We can see that the fitted model progressively approaximates the true function.

  # fit regression boosting
  # I use a very large shrinkage value for demonstrating the functions
  # in practice you should use 0.1 or even smaller values for stability
  gbm.fit = gbm(y~x, data = data.frame(x, y), distribution = "gaussian",
                n.trees=300, shrinkage=0.5, bag.fraction=0.8)

  # somehow, cross-validation for 1 dimensional problem creates error
  # gbm(y ~ ., data = data.frame(x, y), cv.folds = 3) # this produces an error  
  
  # plot the fitted regression function at several iterations
  par(mfrow=c(2,3))
  size=c(1,5,10,50,100,300)
  
  for(i in 1:6)
  {
    par(mar=c(2,2,3,1))
    plot(x, y, pch = 19, ylab = "y", col = "gray", cex = 0.5)
    lines(x, fx(x), lwd = 2, col = "deepskyblue")
    
    # this returns the fitted function, but not class
    Fx = predict(gbm.fit, n.trees=size[i])
    lines(x, Fx, lwd = 3, col = "darkorange")
    title(paste("# of Iterations = ", size[i]))
  }

This idea can be generalized to any loss function \(L\).

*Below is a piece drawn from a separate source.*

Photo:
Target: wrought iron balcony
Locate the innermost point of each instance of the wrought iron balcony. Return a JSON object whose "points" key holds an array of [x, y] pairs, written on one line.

This is the gradient boosting model:

  • At each iteration \(t\), calculate ``pseudo-residuals’’, i.e., the negative gradient for each observation \[g_{it} = - \left[ \frac{\partial L(y_i, F(x_i))}{\partial F(x_i)} \right]_{F(x_i) = F_{t-1}(x_i)}\]
  • Fit \(f_t(x, \boldsymbol{\theta}_t)\) to pseudo-residual \(g_{it}\)’s
  • Search for the best \[\alpha_t = \underset{\alpha}{\arg\min} \sum_{i=1}^n L\big(y_i, F_{t-1}(x_i) + \alpha f(x_i; \boldsymbol{\theta}_t)\big)\]
  • Update \(F_t(x) = F_{t-1}(x) + \alpha_t f(x; \boldsymbol{\theta}_t)\)

Hence, the only change when modeling different outcomes is to choose the loss function \(L\), and derive the pseudo-residuals

  • For regression, the loss is \(\frac{1}{2} (y - f(x))^2\), and the pseudo-residual is \(y_i - f(x_i)\)
  • For quantile regression to model median, the loss is \(|y - f(x)|\), and the pseudo-residual is sign\((y_i - f(x_i))\)
  • For classification, we can use the negative log likelihood of a single observation \(- [ y\log(p) + (1-y)\log(1-p) ]\), and express \(p\) as the log-odds of a scale predictor, i.e., \(f = \log(p/(1-p))\). Then the pseudo-residual is \(y_i - p(x_i)\)

Reference

Freund, Yoav, and Robert E Schapire. 1997. “A Decision-Theoretic Generalization of on-Line Learning and an Application to Boosting.” Journal of Computer and System Sciences 55 (1): 119–39.
Friedman, Jerome H. 2001. “Greedy Function Approximation: A Gradient Boosting Machine.” Annals of Statistics, 1189–1232.